2017 is the third consecutive year that woodpeckers have been moved into the GDSNWR in an effort to establish a second breeding site in Virginia. Eight birds were moved in 2015 and ten birds were moved in 2016. In all, 28 woodpeckers have been meticulously monitored, captured, transported, and ultimately released from artificial cavities within the refuge. All birds have been released successfully.

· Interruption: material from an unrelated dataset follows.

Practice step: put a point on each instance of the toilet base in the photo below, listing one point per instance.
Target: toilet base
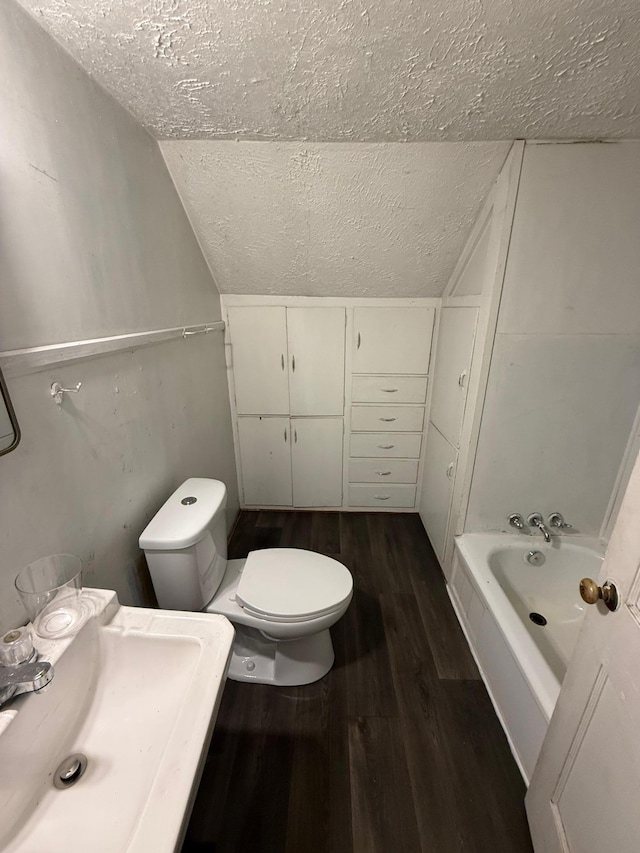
(282, 662)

Update on the status of GDSNWR woodpeckers
CCB biologists and refuge staff began a survey of woodpeckers on the GDSNWR in early December 2017. The survey systematically roosted all recruitment clusters and artificial cavity trees over a period of several days and identified all birds using the sites. 2017 was a good retention year with six of the ten birds that had been moved earlier in the fall found roosting. A very good sign was that both of the females produced within the GDSNWR during the breeding season were still present. The 11 birds identified included four males and seven females, setting up the possibility of four breeding pairs for the spring. We will conduct another headcount in April to assess who is still standing as the birds move into the breeding season.
It takes a village
The successful movement of woodpeckers is an enterprise with a lot of moving parts that requires a large effort. The work begins in the early fall when target and backup birds are identified and roosted to determine target trees for capture. In the run up to movement night, birds and trees are reconfirmed. Artificial cavity trees within GDSNWR must be cleared and screened to prepare them for receiving birds. Over the past three years the effort has included the work of dozens of biologists and volunteers associated with a large consortium of agencies and organizations including the Great Dismal Swamp NWR, Carolina Sandhills NWR, SD Hamilton Noxubee NWR, Okefenokee NWR, two USFWS ecological services offices, Jay Carter and Associates Inc., Virginia Department of Game & Inland Fisheries, The Nature Conservancy, and The Center for Conservation Biology. The effort has been lead by the national red-cockaded woodpecker recovery coordinator, Will McDearman.